Substack cometh, and lo it is good. (Pricing)

Surname & common paternal descent in England

Dienekes points me to a paper, Founders, drift and infidelity: the relationship between Y chromosome diversity and patrilineal surnames:

Most heritable surnames, like Y chromosomes, are passed from father to son. These unique cultural markers of coancestry might therefore have a genetic correlate in shared Y chromosome types among men sharing surnames, although the link could be affected by mutation, multiple foundation for names, nonpaternity, and genetic drift. Here, we demonstrate through an analysis of 1678 Y-chromosomal haplotypes within 40 British surnames a remarkably high degree of coancestry that generally increases as surnames become rarer. On average, the proportion of haplotypes lying within descent clusters is 62%, but ranges from zero to 87%. The shallow time-depth of many descent clusters within names, the lack of a detectable effect of surname derivation on diversity, and simulations of surname descent suggest that genetic drift through variation in reproductive success is important in structuring haplotype diversity. Modern patterns therefore provide little reliable information about the original founders of surnames some 700 years ago. A comparative analysis of published data on Y diversity within Irish surnames demonstrates a relative lack of surname frequency dependence of coancestry, a difference probably mediated through distinct Irish and British demographic histories including even more marked genetic drift in Ireland.

Interesting points:
1) Really rare surnames share a common Y chromosomal lineage. This is a pretty good indicator of relatedness. Additionally, many of these lineages are extremely rare in the general population, reducing the likelihood of independent “non-paternity events” introducing the haplotypes. In contrast, common surnames don’t seem have gene lineages any more related than the general population.

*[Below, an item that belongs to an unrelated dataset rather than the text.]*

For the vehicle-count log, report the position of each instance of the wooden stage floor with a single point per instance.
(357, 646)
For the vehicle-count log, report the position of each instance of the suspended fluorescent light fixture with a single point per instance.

2) There are a variety of data which suggest to the authors that the high frequencies of some of these lineages is due to genetic drift filtering the diversity. The time until extinction of a given lineage is inversely proportional to effective population size. In plain English large populations are far less likely to lose information in the form of genetic diversity due to sampling variance from generation to generation. In real populations the sampling variance is due to a variety of factors, including reproductive skew (which is modeled as a poisson process). This is the same insight which scientists have had a hard time explaining to the public when it comes to “mitochondrial Eve.” Just because one gene lineage comes down to the present day in a straight line through mothers does not mean that other females did not exist, and reproduce, and so contribute to the genetic diversity today. The same is true here for modal haplotypes in surname groups of rare frequency. Though the Y chromosomes are related in rare frequency surnames, I’d be curious what total genome content would tell us (uniparental lineages are subject to stronger drift because of smaller effective population sizes).
Here’s a figure which shows the English data well:
haplosurn.jpg
Interesting, a review of Irish data does not show such a strong relationship between rarity and common Y lineages. Rather, some of the common surnames also share relationships. The authors speculate that this maybe due to different demographic and historical factors. Perhaps, for example, the Irish were polygynous than the English so that extremely fecund high status lineages could come to dominate numerous descent groups?